Hello,
I am having some hesitation about how to use the LSTM feedback mechanism while working with batches of data.
I am using LSTMs to classify sequences of frames in order to make predictions about a deformable object that is being moved in a video. I used a CNN to extract visual features from a set of 12 frames (found 12 frames to work reasonably well), then I feed those extracted features to a single-layer LSTM and observe the prediction from the last LSTM output. The model works and I get around 73% which is what I would expect for my data. The LSTM+classifier part is here:
class CNNLSTMModel(nn.Module):
def __init__(self, feature_extractor, n_classes, lstm_hidden_size=128):
super(CNNLSTMModel, self).__init__()
self.feature_extractor = feature_extractor
self.lstm = nn.LSTM(input_size=n_classes, hidden_size=lstm_hidden_size, num_layers=1, batch_first=True)

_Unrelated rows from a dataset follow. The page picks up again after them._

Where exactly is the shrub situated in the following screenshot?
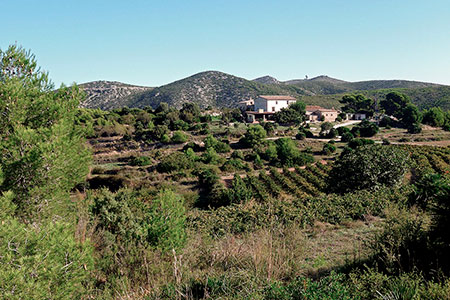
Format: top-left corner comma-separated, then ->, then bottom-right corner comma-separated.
147,189 -> 186,251
329,145 -> 410,193
322,142 -> 337,155
202,147 -> 222,164
221,158 -> 247,172
228,174 -> 253,204
275,138 -> 314,167
214,140 -> 231,153
129,155 -> 152,166
231,150 -> 245,160
0,219 -> 94,299
157,151 -> 194,172
357,120 -> 379,137
341,131 -> 354,142
160,133 -> 170,143
240,125 -> 267,148
171,131 -> 188,143
348,138 -> 375,149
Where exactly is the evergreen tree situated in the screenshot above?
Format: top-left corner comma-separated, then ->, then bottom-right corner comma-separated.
0,45 -> 91,219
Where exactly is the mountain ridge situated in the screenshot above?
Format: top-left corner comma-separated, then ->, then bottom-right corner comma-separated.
80,71 -> 448,110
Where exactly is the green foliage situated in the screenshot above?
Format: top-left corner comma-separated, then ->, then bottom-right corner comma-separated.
90,188 -> 186,253
341,131 -> 354,142
422,107 -> 446,127
227,174 -> 253,204
340,94 -> 375,116
381,91 -> 411,119
147,189 -> 186,251
157,151 -> 194,172
129,155 -> 152,166
348,138 -> 375,149
273,108 -> 305,125
0,45 -> 91,219
264,272 -> 355,300
204,134 -> 231,153
240,125 -> 267,148
171,130 -> 188,143
221,158 -> 247,172
329,145 -> 410,193
0,219 -> 94,299
355,119 -> 379,137
275,138 -> 314,167
322,142 -> 337,155
402,103 -> 422,127
202,147 -> 222,164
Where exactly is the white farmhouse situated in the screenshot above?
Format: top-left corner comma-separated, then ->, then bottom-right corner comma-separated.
247,95 -> 297,123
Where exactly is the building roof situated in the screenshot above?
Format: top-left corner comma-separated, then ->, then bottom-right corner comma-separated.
258,95 -> 297,101
305,105 -> 324,111
316,108 -> 338,112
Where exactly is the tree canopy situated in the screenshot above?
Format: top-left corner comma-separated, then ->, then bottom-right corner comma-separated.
340,94 -> 375,117
0,45 -> 91,219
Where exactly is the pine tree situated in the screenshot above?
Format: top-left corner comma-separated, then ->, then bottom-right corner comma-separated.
0,45 -> 91,219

self.classifier = nn.Linear(128, n_classes)
self.optimizer = optim.Adam(self.parameters(), lr=0.0001)
self.criterion = nn.CrossEntropyLoss()
def forward(self, x):
samples, timesteps, c, h, w = x.size()
c_in = x.view(samples*timesteps, c, h, w)
c_out = self.feature_extractor(c_in)
r_in = c_out.view(samples, timesteps, -1)
# What I am doing
r_out, _ = self.lstm(r_in)
# Save prediction from last LSTM output
classes = self.classifier(r_out[:, -1, :])
softmax = F.log_softmax(classes, dim=1)
return softmax
Now my main concern is that I am not explicitly feeding back the output from the LSTM back into itself. What I feel I should be doing (after reading many examples) is something like this:
r_out, HIDDEN_OUTPUT = self.lstm(r_in, HIDDEN_OUTPUT)
Although my models performs to some degree, I feel that I should handle the hidden state explicitly.
I am not aware of any PyTorch magic that ensures proper handling of the hidden state when using LSTMs like I am (r_out, _ = self.lstm(r_in)
). What I suspect right now is that I am doing a one-to-one classification where instead I want to do a many-to-one (classify a set of frames into a single object instance).
If I were to change my code to explicitly feed the hidden state back, then I run into a dilemma regarding batches. forward(self, x)
receives an x
batch of samples - how do I feed the intra-batch hidden state between subsequent frames in a given sequences? Doing a for-loop inside forward()
seems like a very bad idea.
I hope someone can shed more insight about this.